PECNet: A Deep Multi-Label Segmentation Network for Eosinophilic
Esophagitis Biopsy Diagnostics
- URL: http://arxiv.org/abs/2103.02015v1
- Date: Tue, 2 Mar 2021 20:37:57 GMT
- Title: PECNet: A Deep Multi-Label Segmentation Network for Eosinophilic
Esophagitis Biopsy Diagnostics
- Authors: Nati Daniel, Ariel Larey, Eliel Aknin, Garrett A. Osswald, Julie M.
Caldwell, Mark Rochman, Margaret H. Collins, Guang-Yu Yang, Nicoleta C. Arva,
Kelley E. Capocelli, Marc E. Rothenberg, Yonatan Savir
- Abstract summary: Eosinophilic esophagitis (EoE) is an allergic inflammatory condition of the esophagus associated with elevated numbers of eosinophils.
Herein, we aimed to use machine learning to identify, quantitate and diagnose EoE.
PECNet was able to quantitate intact eosinophils with a mean absolute error of 0.611 eosinophils and classify EoE disease activity with an accuracy of 98.5%.
- Score: 0.0
- License: http://arxiv.org/licenses/nonexclusive-distrib/1.0/
- Abstract: Background. Eosinophilic esophagitis (EoE) is an allergic inflammatory
condition of the esophagus associated with elevated numbers of eosinophils.
Disease diagnosis and monitoring requires determining the concentration of
eosinophils in esophageal biopsies, a time-consuming, tedious and somewhat
subjective task currently performed by pathologists. Methods. Herein, we aimed
to use machine learning to identify, quantitate and diagnose EoE. We labeled
more than 100M pixels of 4345 images obtained by scanning whole slides of
H&E-stained sections of esophageal biopsies derived from 23 EoE patients.

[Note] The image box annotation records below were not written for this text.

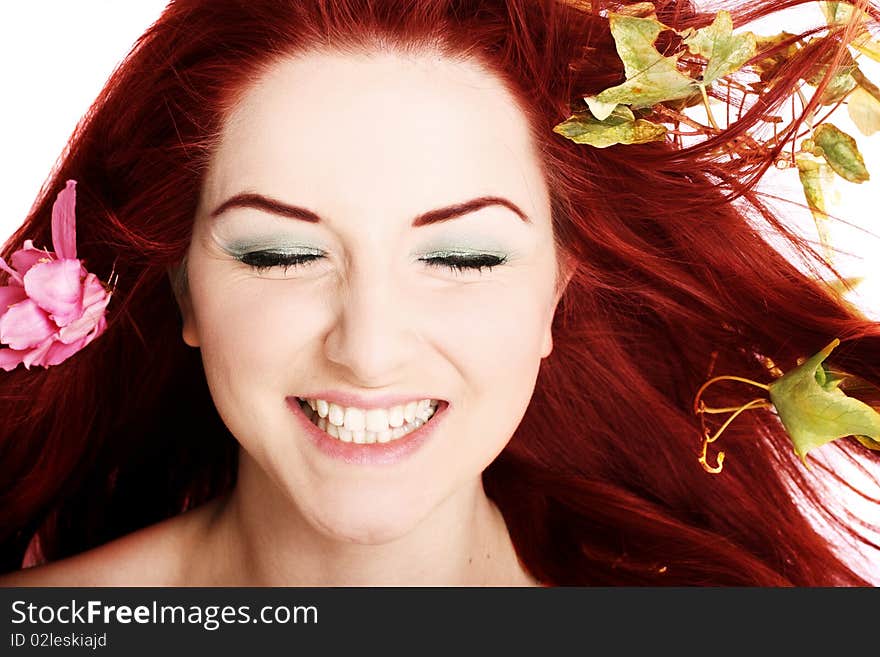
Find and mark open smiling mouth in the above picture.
[297,397,441,445]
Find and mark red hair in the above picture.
[0,0,880,586]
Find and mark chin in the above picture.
[309,490,436,545]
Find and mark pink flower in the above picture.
[0,180,111,371]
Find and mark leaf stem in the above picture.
[697,397,768,474]
[694,374,770,413]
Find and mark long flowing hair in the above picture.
[0,0,880,586]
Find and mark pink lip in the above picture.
[300,390,443,410]
[285,397,449,465]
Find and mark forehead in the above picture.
[204,52,546,222]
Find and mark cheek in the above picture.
[192,268,318,428]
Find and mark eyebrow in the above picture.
[211,193,532,228]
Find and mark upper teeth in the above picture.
[303,399,439,432]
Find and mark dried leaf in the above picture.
[769,338,880,460]
[553,105,666,148]
[819,2,880,62]
[753,32,800,82]
[804,51,858,105]
[813,123,871,183]
[585,13,698,121]
[683,10,757,85]
[795,155,834,219]
[617,2,657,18]
[846,86,880,136]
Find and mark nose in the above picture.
[324,258,417,388]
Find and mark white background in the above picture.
[0,0,880,580]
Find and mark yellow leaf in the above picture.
[846,87,880,136]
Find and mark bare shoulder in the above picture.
[0,503,223,587]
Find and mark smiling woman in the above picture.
[0,0,880,586]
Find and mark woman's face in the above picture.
[183,48,572,543]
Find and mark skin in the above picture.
[0,51,570,585]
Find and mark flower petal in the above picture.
[9,240,55,276]
[24,260,84,326]
[0,285,27,315]
[21,337,55,369]
[0,258,21,285]
[0,299,56,349]
[58,284,110,344]
[42,338,88,367]
[52,180,76,260]
[0,349,27,372]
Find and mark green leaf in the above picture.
[795,155,834,263]
[553,105,666,148]
[856,436,880,450]
[819,2,853,25]
[585,12,698,121]
[813,123,871,183]
[846,86,880,136]
[683,10,757,85]
[795,152,834,219]
[769,338,880,461]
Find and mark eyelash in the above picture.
[238,251,507,274]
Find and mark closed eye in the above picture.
[238,251,507,274]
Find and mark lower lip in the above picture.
[285,397,449,465]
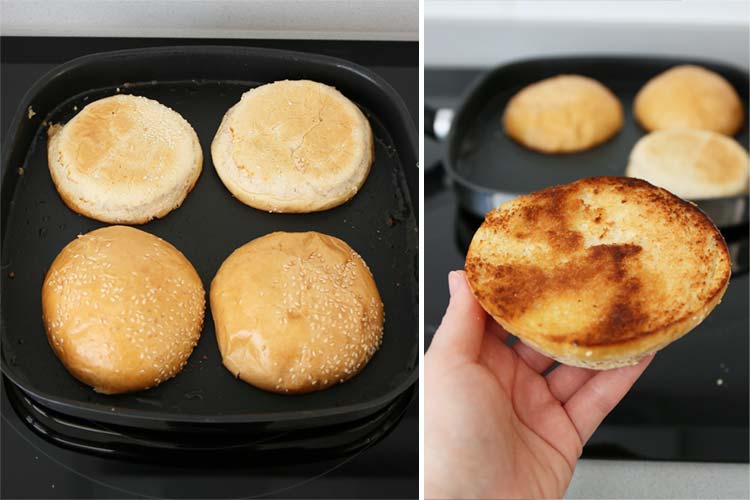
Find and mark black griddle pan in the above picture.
[4,379,416,462]
[425,56,750,228]
[0,46,419,432]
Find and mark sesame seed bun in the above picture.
[47,95,203,224]
[211,80,374,212]
[211,232,384,393]
[42,226,205,394]
[634,65,745,135]
[625,129,748,200]
[503,75,623,153]
[466,177,731,370]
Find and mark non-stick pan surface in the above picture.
[1,47,418,429]
[438,57,750,225]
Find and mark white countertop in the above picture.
[565,460,750,499]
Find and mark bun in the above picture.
[635,65,745,135]
[211,232,384,393]
[47,95,203,224]
[466,177,731,370]
[42,226,205,394]
[211,80,374,213]
[625,129,748,200]
[503,75,623,153]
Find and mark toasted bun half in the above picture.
[625,129,748,200]
[503,75,623,153]
[466,177,731,370]
[634,65,745,135]
[47,95,203,224]
[211,232,384,394]
[42,226,205,394]
[211,80,374,212]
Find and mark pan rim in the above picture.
[0,44,419,424]
[443,54,750,215]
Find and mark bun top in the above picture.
[49,95,203,223]
[466,177,731,360]
[212,80,373,212]
[627,129,748,200]
[635,65,745,135]
[503,75,623,153]
[211,232,384,393]
[42,226,205,394]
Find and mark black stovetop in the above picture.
[424,69,749,462]
[0,37,419,498]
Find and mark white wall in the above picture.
[425,0,750,69]
[0,0,419,40]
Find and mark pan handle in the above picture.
[424,104,453,142]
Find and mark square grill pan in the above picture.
[0,46,418,431]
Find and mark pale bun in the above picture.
[211,232,384,394]
[466,177,731,370]
[625,129,748,200]
[634,65,745,135]
[503,75,623,153]
[42,226,205,394]
[211,80,374,212]
[47,95,203,224]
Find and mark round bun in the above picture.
[211,232,384,393]
[635,65,745,135]
[211,80,374,212]
[466,177,731,370]
[47,95,203,224]
[503,75,623,153]
[42,226,205,394]
[625,129,748,200]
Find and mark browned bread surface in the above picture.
[503,75,623,153]
[466,177,731,368]
[634,65,745,135]
[211,232,384,394]
[42,226,205,394]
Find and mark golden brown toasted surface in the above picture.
[626,129,748,200]
[42,226,205,394]
[503,75,623,153]
[211,232,384,393]
[48,95,203,224]
[466,177,730,363]
[211,80,374,212]
[634,65,745,135]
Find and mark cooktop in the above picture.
[0,37,419,498]
[423,68,750,462]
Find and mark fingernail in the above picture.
[448,271,461,297]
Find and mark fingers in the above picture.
[565,354,654,443]
[429,271,486,361]
[545,365,599,404]
[513,340,555,373]
[486,317,510,342]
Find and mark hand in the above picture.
[424,271,653,498]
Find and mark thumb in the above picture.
[429,271,487,361]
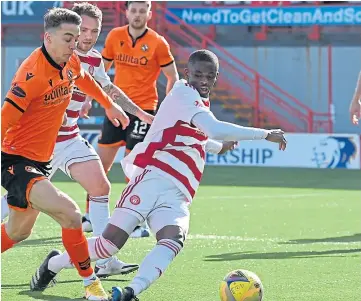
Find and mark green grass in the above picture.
[1,166,361,301]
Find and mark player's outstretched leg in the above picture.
[81,194,93,233]
[35,209,139,284]
[111,225,185,301]
[26,179,108,301]
[1,194,9,222]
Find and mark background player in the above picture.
[80,1,178,236]
[2,2,148,277]
[350,72,361,125]
[1,8,129,300]
[33,50,286,301]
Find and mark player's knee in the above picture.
[102,223,129,250]
[87,178,110,197]
[156,226,186,251]
[53,194,82,229]
[6,227,32,242]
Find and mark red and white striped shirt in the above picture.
[56,48,111,142]
[122,80,210,202]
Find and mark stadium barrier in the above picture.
[81,130,361,169]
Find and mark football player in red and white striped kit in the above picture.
[33,50,287,301]
[2,3,154,277]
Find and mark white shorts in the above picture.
[109,170,189,235]
[49,135,100,179]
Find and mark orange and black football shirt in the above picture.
[1,45,111,162]
[102,25,174,110]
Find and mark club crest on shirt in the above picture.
[140,44,149,52]
[88,65,94,75]
[66,70,73,80]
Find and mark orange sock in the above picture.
[62,228,94,277]
[85,194,89,213]
[1,224,16,253]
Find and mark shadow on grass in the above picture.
[204,249,361,261]
[279,233,361,245]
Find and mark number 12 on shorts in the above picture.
[133,120,148,135]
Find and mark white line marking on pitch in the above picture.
[195,193,331,201]
[187,234,360,245]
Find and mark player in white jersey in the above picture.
[33,50,287,301]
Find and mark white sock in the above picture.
[1,194,9,221]
[83,272,97,286]
[89,195,110,236]
[128,239,182,296]
[48,236,119,274]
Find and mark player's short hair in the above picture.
[44,7,81,31]
[188,49,219,70]
[71,2,103,23]
[125,1,152,9]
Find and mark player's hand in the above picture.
[79,96,92,119]
[218,141,238,155]
[350,100,361,125]
[105,102,129,130]
[137,110,154,124]
[266,129,287,151]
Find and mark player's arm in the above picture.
[102,30,115,71]
[350,72,361,125]
[192,112,287,150]
[75,70,129,129]
[156,37,179,94]
[103,83,154,124]
[1,77,32,144]
[162,62,179,94]
[1,98,24,144]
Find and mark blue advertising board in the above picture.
[167,6,361,26]
[1,1,63,25]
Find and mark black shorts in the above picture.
[1,152,51,211]
[98,110,156,150]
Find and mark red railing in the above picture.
[157,6,332,132]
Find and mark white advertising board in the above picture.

We
used this dataset to train a multi-label segmentation deep network. To validate
the network, we examined a replication cohort of 1089 whole slide images from
419 patients derived from multiple institutions. Findings. PECNet segmented
both intact and not-intact eosinophils with a mean intersection over union
(mIoU) of 0.93. This segmentation was able to quantitate intact eosinophils
with a mean absolute error of 0.611 eosinophils and classify EoE disease
activity with an accuracy of 98.5%. Using whole slide images from the
validation cohort, PECNet achieved an accuracy of 94.8%, sensitivity of 94.3%,
and specificity of 95.14% in reporting EoE disease activity. Interpretation. We
have developed a deep learning multi-label semantic segmentation network that
successfully addresses two of the main challenges in EoE diagnostics and
digital pathology, the need to detect several types of small features
simultaneously and the ability to analyze whole slides efficiently. Our results
pave the way for an automated diagnosis of EoE and can be utilized for other
conditions with similar challenges.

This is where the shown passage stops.